Aid charities miss the point with call for free Covid jabs

Published by The Times (10th December, 2020)

Amid the joy at seeing the first elderly Britons inoculated against Covid-19, a group called the People’s Vaccine Alliance popped up to claim that nine out of ten people in the poorest parts of the planet are going to miss out on such vaccines thanks to the greed of rich nations and grasping nature of capitalism. 

Never mind that these vaccines have only been created with such speed because of the incredible efforts of companies collaborating with scientists and states around the world. Astrazeneca says it will supply its vaccine — the cheapest, created by Oxford University — on a non-profit basis to the developing world. 

Sadly this new group, which includes Oxfam and Amnesty International, shows the myopia afflicting some charities in their mania for publicity. The most urgent need in many of the world’s poorest places is not for these new vaccines but for a renewed focus on poverty and far more deadly infections.

The struggle to create jobs — yes, through the wonders of capitalism — and protect people from disease was derailed by imposition of lockdown policies designed for wealthier nations that have left disaster in their wake in many weaker nations.

Remember those warnings that the pandemic would leave millions of corpses strewn across Africa? The reality is different: a continent of 1.3 billion people and 54 nations has had fewer recorded Covid fatalities than Britain. Even if data is inaccurate, as elsewhere, those fears were wrong.

Oxfam points to a high number of cases in nations such as Nigeria. Yet this west African country of almost 200 million people has had 1,182 deaths, less than half our tally over the past week alone. Age is among the most likely explanations. Almost 20 per cent of Britain’s population is over 65, compared with less than 2 per cent across Africa. 

Life expectancy in Nigeria is 55, partly because of malaria, which kills close to 100,000 people a year in the country, many of them children. Now the World Health Organisation warns that this year may feature the first rise in deaths from the disease in decades, dwarfing the number of Covid deaths in sub-Saharan Africa. 

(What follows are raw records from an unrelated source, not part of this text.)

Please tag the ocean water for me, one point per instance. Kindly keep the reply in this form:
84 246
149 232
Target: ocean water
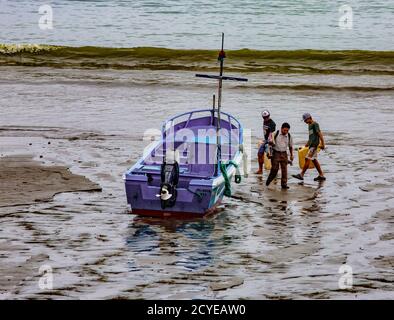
195 24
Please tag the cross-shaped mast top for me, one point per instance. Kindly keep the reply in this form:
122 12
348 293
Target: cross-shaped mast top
220 77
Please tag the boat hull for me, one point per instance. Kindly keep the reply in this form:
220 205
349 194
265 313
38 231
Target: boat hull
201 184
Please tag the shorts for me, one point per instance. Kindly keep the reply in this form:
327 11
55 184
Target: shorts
263 149
312 153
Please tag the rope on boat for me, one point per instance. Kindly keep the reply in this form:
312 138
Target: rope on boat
227 183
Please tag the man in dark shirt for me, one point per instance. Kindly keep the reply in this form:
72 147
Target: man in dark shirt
315 139
269 128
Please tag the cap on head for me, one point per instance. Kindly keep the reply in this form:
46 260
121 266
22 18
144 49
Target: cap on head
306 116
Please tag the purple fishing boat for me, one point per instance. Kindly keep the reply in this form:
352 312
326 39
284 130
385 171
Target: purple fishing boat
190 169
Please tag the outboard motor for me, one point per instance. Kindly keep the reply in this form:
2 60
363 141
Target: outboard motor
169 180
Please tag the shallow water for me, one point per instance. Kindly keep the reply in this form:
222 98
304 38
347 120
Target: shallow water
262 244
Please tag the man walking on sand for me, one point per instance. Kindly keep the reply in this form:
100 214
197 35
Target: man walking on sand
282 141
315 138
269 127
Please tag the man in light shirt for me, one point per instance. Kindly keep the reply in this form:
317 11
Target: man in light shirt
282 141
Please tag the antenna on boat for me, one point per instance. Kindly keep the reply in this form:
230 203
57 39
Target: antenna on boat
222 56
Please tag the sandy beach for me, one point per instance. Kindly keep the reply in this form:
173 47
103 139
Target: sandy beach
63 131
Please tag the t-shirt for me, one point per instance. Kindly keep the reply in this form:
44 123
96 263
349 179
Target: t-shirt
268 127
314 138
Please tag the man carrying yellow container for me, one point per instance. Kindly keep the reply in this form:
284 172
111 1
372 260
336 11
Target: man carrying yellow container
315 141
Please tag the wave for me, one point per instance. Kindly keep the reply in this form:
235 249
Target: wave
244 60
320 87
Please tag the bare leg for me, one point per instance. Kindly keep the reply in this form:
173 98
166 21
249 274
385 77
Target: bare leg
318 168
306 167
274 169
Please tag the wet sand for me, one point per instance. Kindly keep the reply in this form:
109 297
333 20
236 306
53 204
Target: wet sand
24 181
263 244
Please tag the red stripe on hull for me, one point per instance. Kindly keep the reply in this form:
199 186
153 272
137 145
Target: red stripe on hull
175 214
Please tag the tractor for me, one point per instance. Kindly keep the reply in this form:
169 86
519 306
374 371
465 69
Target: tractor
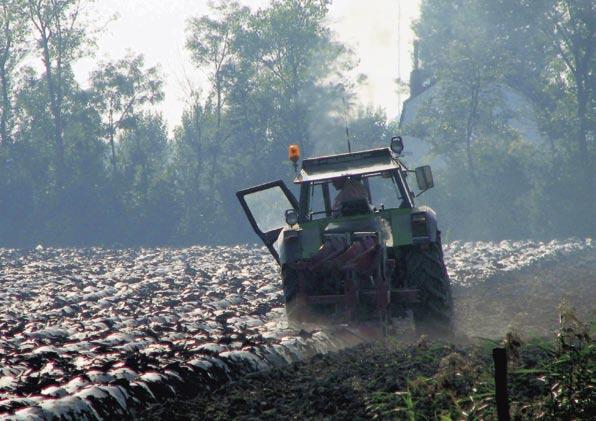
369 255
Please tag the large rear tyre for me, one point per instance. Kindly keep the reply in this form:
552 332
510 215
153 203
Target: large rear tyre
425 271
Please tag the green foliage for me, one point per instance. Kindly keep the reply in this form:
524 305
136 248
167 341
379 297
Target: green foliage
96 166
482 58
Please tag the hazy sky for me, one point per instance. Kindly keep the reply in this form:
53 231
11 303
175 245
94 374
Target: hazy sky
156 28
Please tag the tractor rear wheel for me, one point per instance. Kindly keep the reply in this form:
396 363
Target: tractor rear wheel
426 272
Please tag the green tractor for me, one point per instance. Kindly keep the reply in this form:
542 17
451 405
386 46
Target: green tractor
369 254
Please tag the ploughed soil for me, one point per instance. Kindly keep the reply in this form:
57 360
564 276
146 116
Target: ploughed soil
535 313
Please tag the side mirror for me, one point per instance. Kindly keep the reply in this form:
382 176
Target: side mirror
424 177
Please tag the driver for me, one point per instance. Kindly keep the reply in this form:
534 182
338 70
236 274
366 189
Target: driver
350 189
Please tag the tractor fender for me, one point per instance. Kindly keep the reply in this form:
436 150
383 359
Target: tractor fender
424 225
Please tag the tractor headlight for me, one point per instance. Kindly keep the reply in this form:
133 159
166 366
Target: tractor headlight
291 217
397 145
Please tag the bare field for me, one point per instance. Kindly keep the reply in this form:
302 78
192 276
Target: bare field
97 333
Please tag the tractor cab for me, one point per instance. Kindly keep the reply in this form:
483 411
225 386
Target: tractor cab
353 246
376 180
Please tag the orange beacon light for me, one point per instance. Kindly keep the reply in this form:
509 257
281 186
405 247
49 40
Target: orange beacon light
294 153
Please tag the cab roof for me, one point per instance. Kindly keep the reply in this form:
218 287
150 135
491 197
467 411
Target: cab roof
347 164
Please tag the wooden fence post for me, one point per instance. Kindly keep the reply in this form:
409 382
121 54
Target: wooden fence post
502 398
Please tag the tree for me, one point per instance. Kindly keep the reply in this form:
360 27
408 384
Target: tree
210 41
61 39
13 48
120 88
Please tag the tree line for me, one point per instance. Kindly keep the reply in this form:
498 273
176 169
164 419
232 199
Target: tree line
498 183
96 165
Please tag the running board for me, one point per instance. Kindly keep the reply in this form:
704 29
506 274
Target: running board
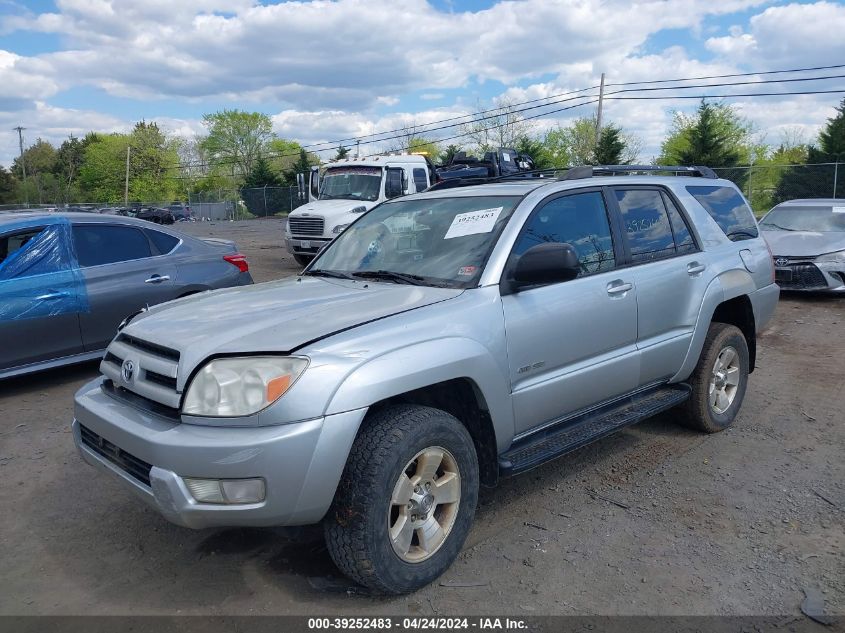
583 429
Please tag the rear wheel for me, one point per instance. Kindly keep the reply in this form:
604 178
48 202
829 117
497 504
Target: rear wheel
302 260
406 499
719 380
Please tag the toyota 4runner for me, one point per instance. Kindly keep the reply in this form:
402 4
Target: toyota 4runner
443 341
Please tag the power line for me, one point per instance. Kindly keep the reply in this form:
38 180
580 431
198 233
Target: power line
569 99
508 108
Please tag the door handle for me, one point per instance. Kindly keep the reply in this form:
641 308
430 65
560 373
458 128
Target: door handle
157 279
52 296
615 288
694 268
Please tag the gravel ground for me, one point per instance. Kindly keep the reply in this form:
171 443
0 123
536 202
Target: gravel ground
653 520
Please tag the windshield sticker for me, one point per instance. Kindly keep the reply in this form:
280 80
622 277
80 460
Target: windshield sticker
473 222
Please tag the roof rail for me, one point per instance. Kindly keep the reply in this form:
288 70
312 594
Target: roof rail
588 171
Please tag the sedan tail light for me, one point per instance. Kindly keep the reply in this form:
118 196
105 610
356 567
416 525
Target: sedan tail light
238 260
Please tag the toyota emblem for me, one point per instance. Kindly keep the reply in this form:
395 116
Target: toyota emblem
127 370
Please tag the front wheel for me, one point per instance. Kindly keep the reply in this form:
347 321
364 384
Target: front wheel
406 499
302 260
719 380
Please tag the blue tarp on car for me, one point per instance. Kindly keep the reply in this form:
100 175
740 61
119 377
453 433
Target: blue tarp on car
42 278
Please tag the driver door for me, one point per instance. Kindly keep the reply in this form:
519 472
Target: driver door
572 344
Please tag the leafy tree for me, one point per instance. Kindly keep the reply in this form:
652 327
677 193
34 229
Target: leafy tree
261 175
342 152
813 180
303 164
237 138
40 185
8 185
448 153
575 144
611 147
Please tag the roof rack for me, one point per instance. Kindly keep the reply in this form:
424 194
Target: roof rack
588 171
522 176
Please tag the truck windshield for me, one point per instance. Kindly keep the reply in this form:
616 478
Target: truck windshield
438 241
352 183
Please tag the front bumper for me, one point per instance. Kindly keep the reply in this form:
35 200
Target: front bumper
811 276
305 246
300 462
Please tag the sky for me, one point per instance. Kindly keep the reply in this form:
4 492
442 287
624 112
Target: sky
327 70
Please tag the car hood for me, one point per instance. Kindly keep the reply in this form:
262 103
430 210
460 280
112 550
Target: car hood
330 208
803 243
277 316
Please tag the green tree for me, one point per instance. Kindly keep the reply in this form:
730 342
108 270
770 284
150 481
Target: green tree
237 138
261 175
40 185
611 147
714 136
8 186
342 152
815 180
446 156
302 165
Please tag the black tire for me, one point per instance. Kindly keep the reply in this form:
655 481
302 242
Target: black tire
302 260
356 527
699 412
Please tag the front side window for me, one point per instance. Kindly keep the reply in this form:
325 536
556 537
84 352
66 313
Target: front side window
579 220
729 209
436 241
646 224
351 183
98 244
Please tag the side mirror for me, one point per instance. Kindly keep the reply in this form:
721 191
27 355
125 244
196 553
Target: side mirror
301 192
393 185
314 183
547 263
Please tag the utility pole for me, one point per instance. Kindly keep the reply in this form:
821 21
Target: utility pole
126 182
23 165
598 116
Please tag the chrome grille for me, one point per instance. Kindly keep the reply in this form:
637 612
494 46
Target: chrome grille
306 226
154 369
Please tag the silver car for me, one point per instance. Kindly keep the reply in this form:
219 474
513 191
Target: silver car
442 341
67 281
807 239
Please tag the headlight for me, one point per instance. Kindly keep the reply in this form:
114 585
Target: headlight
838 257
231 387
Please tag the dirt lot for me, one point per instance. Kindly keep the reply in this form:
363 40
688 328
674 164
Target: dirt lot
734 523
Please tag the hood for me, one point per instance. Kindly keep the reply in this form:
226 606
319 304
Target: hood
278 316
803 243
332 208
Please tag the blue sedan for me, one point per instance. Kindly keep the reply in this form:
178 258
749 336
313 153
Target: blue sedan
67 281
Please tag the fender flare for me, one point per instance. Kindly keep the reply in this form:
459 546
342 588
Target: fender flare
424 364
724 287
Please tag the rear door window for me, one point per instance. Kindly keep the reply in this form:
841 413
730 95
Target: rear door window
98 244
646 224
729 209
163 242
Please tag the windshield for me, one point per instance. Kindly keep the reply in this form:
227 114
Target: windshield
438 241
354 183
820 219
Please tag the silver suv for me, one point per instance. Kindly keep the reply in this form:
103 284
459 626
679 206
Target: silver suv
441 342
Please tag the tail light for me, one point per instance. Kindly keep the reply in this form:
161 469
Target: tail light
238 260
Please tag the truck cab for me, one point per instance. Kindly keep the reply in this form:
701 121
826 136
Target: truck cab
339 193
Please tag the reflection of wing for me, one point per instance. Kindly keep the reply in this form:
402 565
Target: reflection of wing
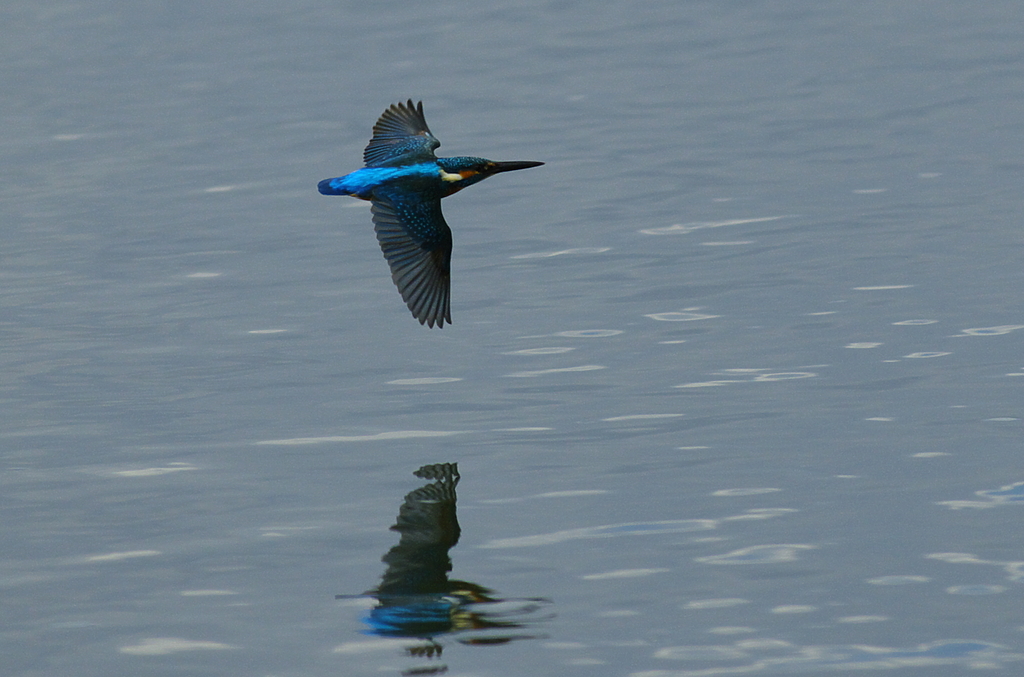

Other reports made horrifying predictions: of surging infant and maternal mortality in dislocated heath systems, soaring death tolls from TB and Aids-related illnesses, poverty rates set back decades, millions more pushed into hunger.

The debate about how best to balance health, economic and social concerns is intensified in the world’s poorest places. Covid vaccines are needed everywhere but so too is an injection of common sense.